Note: These examples use OpenAI's API by default, requiring an OPENAI_API_KEY in your local environment for functionality.

Key Features

LaVague boasts a variety of features to enhance user experience and functionality:

Built-in Contexts: Pre-defined configurations
Customizable Configuration: Tailor-testing based on specific needs
Test Runner: For testing and evaluating LaVague's performance
Token Counter: Estimates token usage and related costs
Logging Tools: Provides transparency during operation
Gradio Interface: An optional, interactive UI
Debugging Tools: For efficient troubleshooting
Chrome Extension: An additional usability feature

Supported Drivers

LaVague supports various driver options to cater to diverse needs:

Selenium Webdriver
Playwright Webdriver
Chrome Extension Driver

Not all drivers support all functionalities. Here’s a quick comparison:

Feature	Selenium	Playwright	Chrome Extension
Headless agents	✅	⏳	N/A
Handle iframes	✅	✅	❌
Open several tabs	✅	⏳	✅
Highlight elements	✅	✅	✅

Support and Community

To assist users and developers, LaVague provides several support channels:

A troubleshooting guide for resolving common problems
A platform to raise issues on GitHub
A support channel on the Discord server

Contribution Opportunities

LaVague welcomes contributions from the community to help build a more robust framework. The outlined contribution process ensures clarity and collaboration:

Tasks are posted as GitHub issues.
Interested contributors can comment on an issue to express interest.
Tasks are assigned with a community assigned label.
Submit completed work through a Pull Request (PR).
The contributions are reviewed and merged, or feedback is provided.
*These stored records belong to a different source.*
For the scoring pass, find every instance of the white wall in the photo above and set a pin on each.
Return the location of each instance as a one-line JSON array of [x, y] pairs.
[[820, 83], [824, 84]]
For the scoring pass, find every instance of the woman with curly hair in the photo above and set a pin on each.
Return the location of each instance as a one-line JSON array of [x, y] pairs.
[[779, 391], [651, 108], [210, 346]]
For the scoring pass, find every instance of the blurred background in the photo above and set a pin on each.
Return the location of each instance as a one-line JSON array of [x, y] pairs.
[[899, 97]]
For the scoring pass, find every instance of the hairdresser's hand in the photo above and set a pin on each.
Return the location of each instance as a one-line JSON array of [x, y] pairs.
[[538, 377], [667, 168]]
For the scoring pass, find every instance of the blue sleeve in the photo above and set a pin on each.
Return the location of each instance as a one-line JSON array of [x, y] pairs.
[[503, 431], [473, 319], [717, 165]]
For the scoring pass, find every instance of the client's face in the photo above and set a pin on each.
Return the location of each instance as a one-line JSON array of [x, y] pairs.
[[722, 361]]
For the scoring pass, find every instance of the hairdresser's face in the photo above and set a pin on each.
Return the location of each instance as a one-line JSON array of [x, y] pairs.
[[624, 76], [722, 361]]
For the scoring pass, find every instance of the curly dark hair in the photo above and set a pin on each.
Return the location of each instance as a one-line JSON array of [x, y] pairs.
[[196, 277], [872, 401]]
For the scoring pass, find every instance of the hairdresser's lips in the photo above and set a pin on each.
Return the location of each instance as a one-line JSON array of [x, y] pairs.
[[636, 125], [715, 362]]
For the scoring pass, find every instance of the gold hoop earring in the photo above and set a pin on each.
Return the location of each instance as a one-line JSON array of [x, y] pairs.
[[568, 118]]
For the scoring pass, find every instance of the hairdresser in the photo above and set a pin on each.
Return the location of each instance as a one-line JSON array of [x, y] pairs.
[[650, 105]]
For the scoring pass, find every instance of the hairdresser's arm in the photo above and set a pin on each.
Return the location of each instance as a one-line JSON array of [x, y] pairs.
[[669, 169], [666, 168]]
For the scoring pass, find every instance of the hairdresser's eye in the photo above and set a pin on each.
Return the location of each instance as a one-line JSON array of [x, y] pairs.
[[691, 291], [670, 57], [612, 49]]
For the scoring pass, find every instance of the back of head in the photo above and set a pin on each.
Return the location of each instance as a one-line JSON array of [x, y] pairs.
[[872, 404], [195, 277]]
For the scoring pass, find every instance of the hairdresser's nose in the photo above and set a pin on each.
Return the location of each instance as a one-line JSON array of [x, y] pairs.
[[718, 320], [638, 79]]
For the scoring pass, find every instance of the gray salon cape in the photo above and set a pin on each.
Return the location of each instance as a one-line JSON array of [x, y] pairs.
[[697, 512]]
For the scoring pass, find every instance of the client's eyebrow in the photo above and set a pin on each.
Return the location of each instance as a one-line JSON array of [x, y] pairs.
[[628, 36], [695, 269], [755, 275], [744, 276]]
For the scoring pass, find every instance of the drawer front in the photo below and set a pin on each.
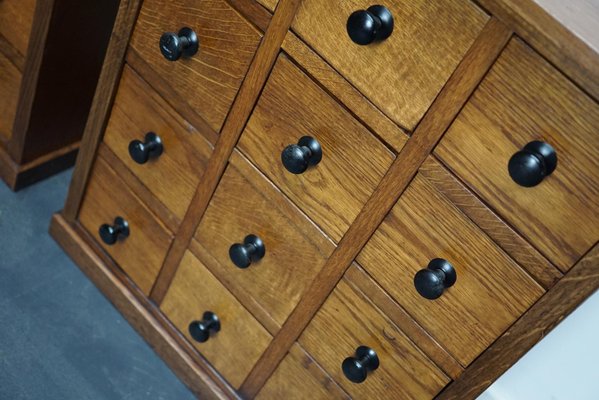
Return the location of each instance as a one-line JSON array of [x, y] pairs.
[[141, 253], [403, 73], [348, 320], [353, 162], [491, 290], [299, 377], [524, 99], [10, 82], [16, 19], [210, 79], [245, 203], [171, 168], [235, 347]]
More details are available in the contributing guide.

Project Roadmap and Costs

LaVague's development and progress can be tracked through its project backlog.

Cost Considerations

Running an agent using LaVague involves costs based on:

The specific LLM models used (default is OpenAI's GPT-4)
The complexity of objectives
The particular websites interacted with

Further cost details are provided in dedicated documentation on token usage and cost.